The coronavirus pandemic resulted in many layoffs and furloughs. As a result, some general IT administrators might be tasked with backup work they haven't done before. One way to get up to speed on an organization's backup process is to read the appropriate documentation, if that's available. This further shows the importance of having a documented and continuously updated data backup plan, as it helps an employee new to the job start with more than just a blank slate. To get out in front of potential issues, your organization should designate other staff that can take on backup management if the primary backup administrator is unavailable.
IT staff managing backups have to fulfill a tall order these days. Data sets are growing exponentially; therefore, so are backup data sets. It can appear overwhelming to keep a handle on it all, but there are ways to mitigate this issue. Administrators should verify the organization's backup retention requirements, review the backup architecture and how well it's working, and create data lifecycle management policies for backups.
Testing and review
You've probably heard it before: Test, test, test. How do you know if your backups are good without testing them?
Testing doesn't need to be overwhelming, but it must be consistent. With this guide to backup testing, explore why it's important plus key steps, such as documenting a test plan, using automation and ensuring accuracy. Backups can fail, but it's better to have them fail in a test than in a live recovery situation.
Your backup test frequency should align with how frequently you back up data. Mission-critical data, for example, will get backed up the most, thus those backups should receive the most frequent testing. You might have done it in another piece of your data backup process, but make sure you assign a criticality value, which will help determine testing frequency, to each backup set.
A test is an important step, but it's not the only one in the review process. It's critical to analyze the results of testing and see where your organization must make changes. You might also find that bringing in an outside agency for backup auditing will further detail the effectiveness of your backups.
After all of the review, update your plan. The data backup plan should not just sit on a shelf or idle on a computer -- it is a living document that requires continuous updating. Make sure your backups are secure; you should feel confident that they can handle any recovery situation.
If you find that you need a documented outline for your data backup plan, check out this free template and guide.

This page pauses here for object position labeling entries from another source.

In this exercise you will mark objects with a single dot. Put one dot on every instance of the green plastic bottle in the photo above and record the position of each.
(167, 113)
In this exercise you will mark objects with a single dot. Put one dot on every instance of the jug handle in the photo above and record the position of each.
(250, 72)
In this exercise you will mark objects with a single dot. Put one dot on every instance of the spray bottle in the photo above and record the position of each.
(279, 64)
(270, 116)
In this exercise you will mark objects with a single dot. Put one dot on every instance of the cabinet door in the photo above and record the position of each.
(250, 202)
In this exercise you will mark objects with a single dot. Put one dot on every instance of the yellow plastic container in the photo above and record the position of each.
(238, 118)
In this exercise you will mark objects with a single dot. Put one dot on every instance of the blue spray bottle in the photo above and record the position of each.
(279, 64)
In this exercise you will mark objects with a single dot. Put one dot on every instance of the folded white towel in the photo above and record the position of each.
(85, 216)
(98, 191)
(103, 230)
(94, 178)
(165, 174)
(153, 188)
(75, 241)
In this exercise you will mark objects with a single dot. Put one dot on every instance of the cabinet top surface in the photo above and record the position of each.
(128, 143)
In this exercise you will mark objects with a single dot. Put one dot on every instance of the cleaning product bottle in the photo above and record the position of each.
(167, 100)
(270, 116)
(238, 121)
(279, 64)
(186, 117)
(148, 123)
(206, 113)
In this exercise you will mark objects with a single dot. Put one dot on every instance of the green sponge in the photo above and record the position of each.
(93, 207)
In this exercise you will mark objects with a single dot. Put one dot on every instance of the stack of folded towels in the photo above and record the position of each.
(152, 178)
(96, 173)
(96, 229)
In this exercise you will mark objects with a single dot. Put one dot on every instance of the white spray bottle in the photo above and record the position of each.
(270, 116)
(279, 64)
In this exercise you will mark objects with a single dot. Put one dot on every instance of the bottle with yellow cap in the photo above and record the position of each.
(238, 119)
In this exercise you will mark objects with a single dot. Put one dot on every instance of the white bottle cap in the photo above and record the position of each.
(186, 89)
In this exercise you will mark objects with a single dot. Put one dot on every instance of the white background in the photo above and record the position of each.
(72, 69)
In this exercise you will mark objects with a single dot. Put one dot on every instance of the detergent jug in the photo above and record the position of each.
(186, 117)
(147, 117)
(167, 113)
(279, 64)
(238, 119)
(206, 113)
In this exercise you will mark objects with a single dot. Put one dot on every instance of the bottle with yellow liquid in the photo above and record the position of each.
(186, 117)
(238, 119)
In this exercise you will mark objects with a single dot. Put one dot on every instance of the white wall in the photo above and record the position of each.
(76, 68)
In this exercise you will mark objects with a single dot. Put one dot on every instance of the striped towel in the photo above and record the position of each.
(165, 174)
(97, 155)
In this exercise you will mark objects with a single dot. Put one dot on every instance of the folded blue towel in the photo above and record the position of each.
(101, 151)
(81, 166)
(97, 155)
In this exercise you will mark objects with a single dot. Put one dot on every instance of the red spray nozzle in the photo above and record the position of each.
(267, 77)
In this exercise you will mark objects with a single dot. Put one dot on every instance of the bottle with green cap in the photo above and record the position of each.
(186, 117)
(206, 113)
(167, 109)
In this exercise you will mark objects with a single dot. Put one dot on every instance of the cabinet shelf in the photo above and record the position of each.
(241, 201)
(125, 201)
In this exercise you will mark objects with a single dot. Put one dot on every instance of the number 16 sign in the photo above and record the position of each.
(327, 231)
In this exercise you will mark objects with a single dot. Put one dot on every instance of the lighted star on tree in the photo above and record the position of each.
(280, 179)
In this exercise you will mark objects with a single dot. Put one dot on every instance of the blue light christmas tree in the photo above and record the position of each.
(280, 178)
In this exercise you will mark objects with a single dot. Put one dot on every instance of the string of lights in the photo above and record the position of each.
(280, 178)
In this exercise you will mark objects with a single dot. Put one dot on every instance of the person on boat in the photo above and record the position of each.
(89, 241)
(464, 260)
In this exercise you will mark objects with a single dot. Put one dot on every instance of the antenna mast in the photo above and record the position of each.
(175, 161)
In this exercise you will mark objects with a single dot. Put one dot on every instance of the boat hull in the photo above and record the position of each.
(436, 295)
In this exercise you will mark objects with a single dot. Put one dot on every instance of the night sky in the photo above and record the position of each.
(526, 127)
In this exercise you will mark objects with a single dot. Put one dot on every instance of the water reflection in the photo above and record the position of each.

You can download it and plug in the necessary information, from your scope to the backup policy to contact information.
Creating the data backup plan should be a team effort. Although one person might document it, it's important to share it with other key stakeholders -- such as executives -- for their review and input. Data backup planning is an essential business activity. With so many threats and risks, your organization must have a ready copy of its critical data in the event of an unplanned incident so that it can continue operations. In addition to loss of revenue, downtime is costly to company reputation and employee morale.
If you're starting the data backup strategy process or looking to update a current plan, don't put it off. Data volumes will continue to grow and potentially get more complex as workloads spread around several different architectures. The backup future will likely be more cloud-based, so plan for that evolution.
It's a great time to work on your backup planning.